The revelation disturbed me for days, so much so that I called an old college professor to tell him the story. “How is it possible to be exposed to all that knowledge and still cling to misogynist ideas?” I had always believed that education was the cure for ignorance. But my professor gently reminded me about Quine’s theory of the web of belief, explaining that Quine was the first philosopher to challenge the idea that belief systems were build like pyramids. A pyramid, Nathan said, would topple if sufficiently disrupted, but a web could adjust its margins without sustaining damage to its core. It was Quine who postulated that people could be exposed to ideas that challenged their web and simply adjust the web’s margins to go on believing in the same way. In the end, no matter how well informed we are, we choose what to believe.

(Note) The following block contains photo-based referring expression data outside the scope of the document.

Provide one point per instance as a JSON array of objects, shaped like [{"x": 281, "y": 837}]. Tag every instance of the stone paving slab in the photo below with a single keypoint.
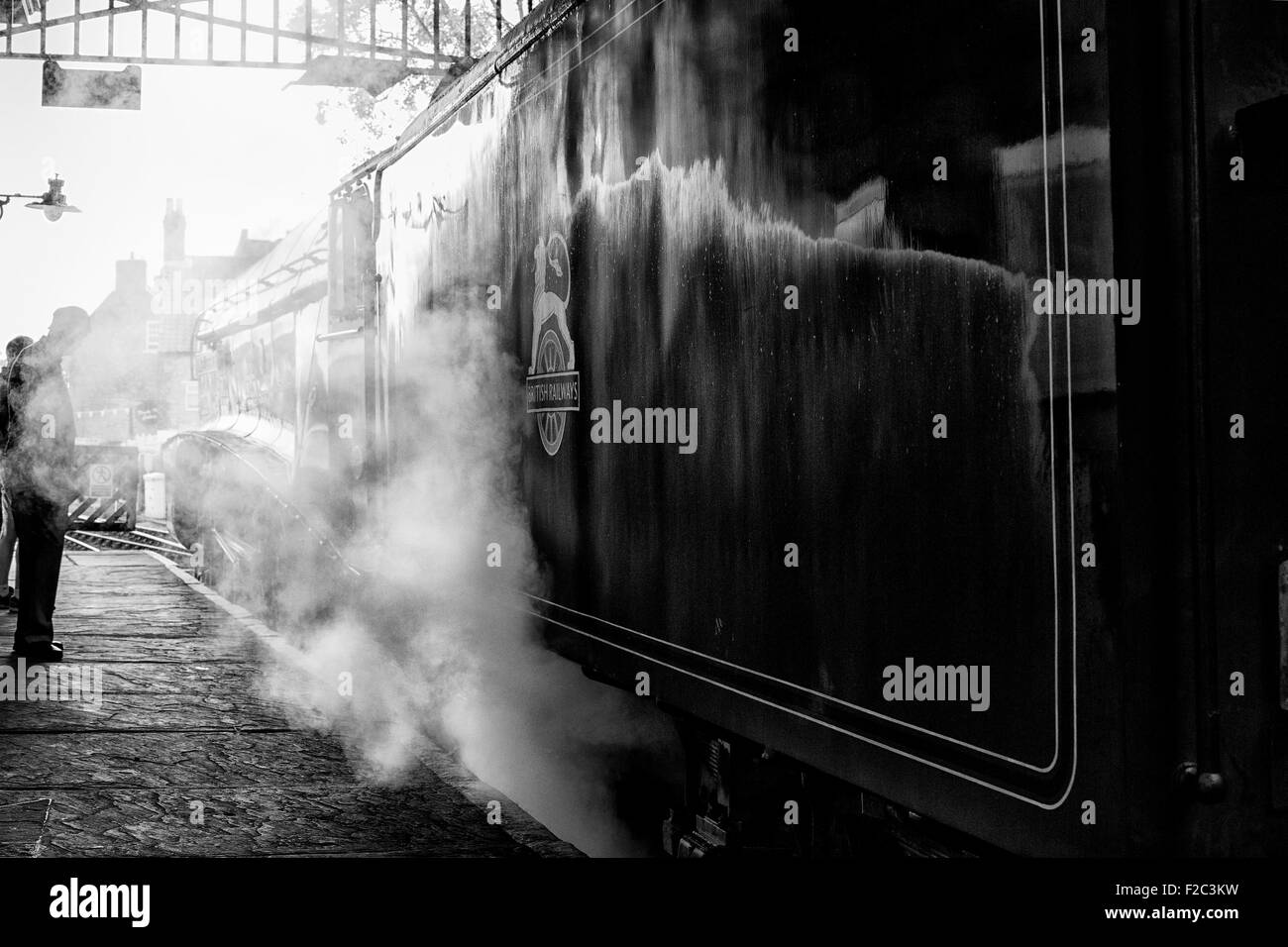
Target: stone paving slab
[{"x": 183, "y": 720}]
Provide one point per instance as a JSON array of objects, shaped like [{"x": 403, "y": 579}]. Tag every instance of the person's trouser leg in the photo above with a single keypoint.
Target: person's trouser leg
[{"x": 42, "y": 527}]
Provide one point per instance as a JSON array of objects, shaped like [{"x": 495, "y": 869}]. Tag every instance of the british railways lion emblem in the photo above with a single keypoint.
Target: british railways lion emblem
[{"x": 554, "y": 388}]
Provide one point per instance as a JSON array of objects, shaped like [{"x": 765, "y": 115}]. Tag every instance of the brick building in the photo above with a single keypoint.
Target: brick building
[{"x": 132, "y": 380}]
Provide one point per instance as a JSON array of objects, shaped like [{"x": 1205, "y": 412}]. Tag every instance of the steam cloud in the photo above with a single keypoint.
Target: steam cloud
[{"x": 442, "y": 647}]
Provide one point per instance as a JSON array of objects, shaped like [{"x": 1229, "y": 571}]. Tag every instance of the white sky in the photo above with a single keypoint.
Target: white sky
[{"x": 237, "y": 149}]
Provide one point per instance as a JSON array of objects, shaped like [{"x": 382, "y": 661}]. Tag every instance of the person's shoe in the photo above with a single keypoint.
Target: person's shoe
[{"x": 39, "y": 654}]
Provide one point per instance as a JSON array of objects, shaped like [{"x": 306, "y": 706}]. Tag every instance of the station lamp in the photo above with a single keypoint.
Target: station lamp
[{"x": 53, "y": 204}]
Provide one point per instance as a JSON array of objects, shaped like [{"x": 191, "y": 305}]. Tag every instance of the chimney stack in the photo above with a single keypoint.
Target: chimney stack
[
  {"x": 174, "y": 227},
  {"x": 132, "y": 275}
]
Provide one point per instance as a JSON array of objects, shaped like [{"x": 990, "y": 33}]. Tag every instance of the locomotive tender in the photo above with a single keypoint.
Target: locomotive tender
[{"x": 902, "y": 535}]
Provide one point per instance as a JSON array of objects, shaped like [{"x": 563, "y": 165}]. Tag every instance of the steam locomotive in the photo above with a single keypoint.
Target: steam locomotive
[{"x": 902, "y": 399}]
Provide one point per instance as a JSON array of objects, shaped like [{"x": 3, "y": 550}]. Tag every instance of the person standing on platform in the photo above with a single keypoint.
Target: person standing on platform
[
  {"x": 38, "y": 432},
  {"x": 8, "y": 532}
]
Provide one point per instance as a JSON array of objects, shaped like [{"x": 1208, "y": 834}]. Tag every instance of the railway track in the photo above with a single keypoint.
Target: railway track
[{"x": 150, "y": 538}]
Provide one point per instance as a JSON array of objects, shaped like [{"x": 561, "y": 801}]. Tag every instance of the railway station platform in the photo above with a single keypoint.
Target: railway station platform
[{"x": 162, "y": 744}]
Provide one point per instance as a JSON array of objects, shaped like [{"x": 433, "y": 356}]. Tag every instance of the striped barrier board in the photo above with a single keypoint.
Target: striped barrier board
[{"x": 108, "y": 478}]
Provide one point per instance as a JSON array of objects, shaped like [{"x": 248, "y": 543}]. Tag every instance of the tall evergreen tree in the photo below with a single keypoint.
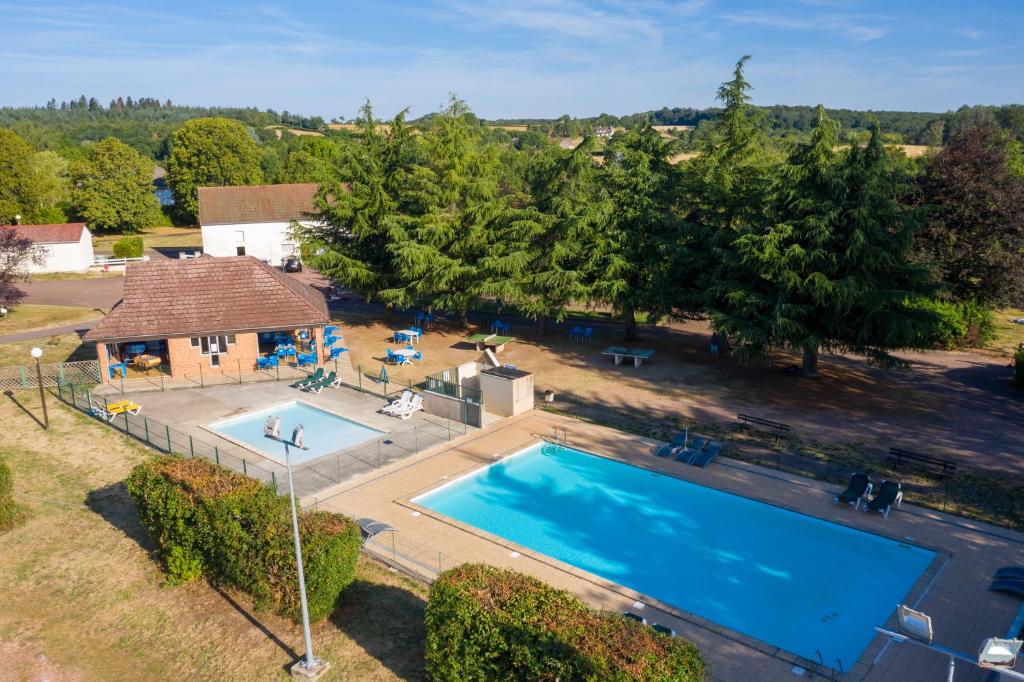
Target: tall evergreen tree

Despite the dead end we seemed to have hit during our heated discussion, Jacob’s manuscript arrived a few days later, wrapped in a brown cardboard file. It was very long, close to eight hundred double-sided pages. I sat down to read it out of curiosity. I counted seven violent rape scenes, most of them perpetrated by rich white men against black teenage girls. I wondered if that had been the old Colt, a man who thought that an appropriate literary tool for the critique of systemic racism was the clichéd victimization of the underdog and the vilification of the elite. Perhaps he hadn’t really started out any different from who he was now. A new name, yes,
but not a new persona. By reading his manuscript, I had gotten to meet him, and I couldn’t help thinking that his conversion had proved a marginal improvement. It had brought him to New York. It had made him a little bit more cosmopolitan and a little less arrogant. Maybe that’s what he had been going for all along, the discipline, because he sensed his need for it. Did he see himself as one of those rapists, with uncontrollable lust governing his every move, his white maleness inherent proof that he needed to chain a sexuality that he could only view as dangerous?
We stayed Facebook friends, without talking again, until my memoir,
Unorthodox
, was released to a great storm of controversy and shock and anger, at which point he may have unfriended me, although I didn’t realize this until a few months later, when I checked out of curiosity.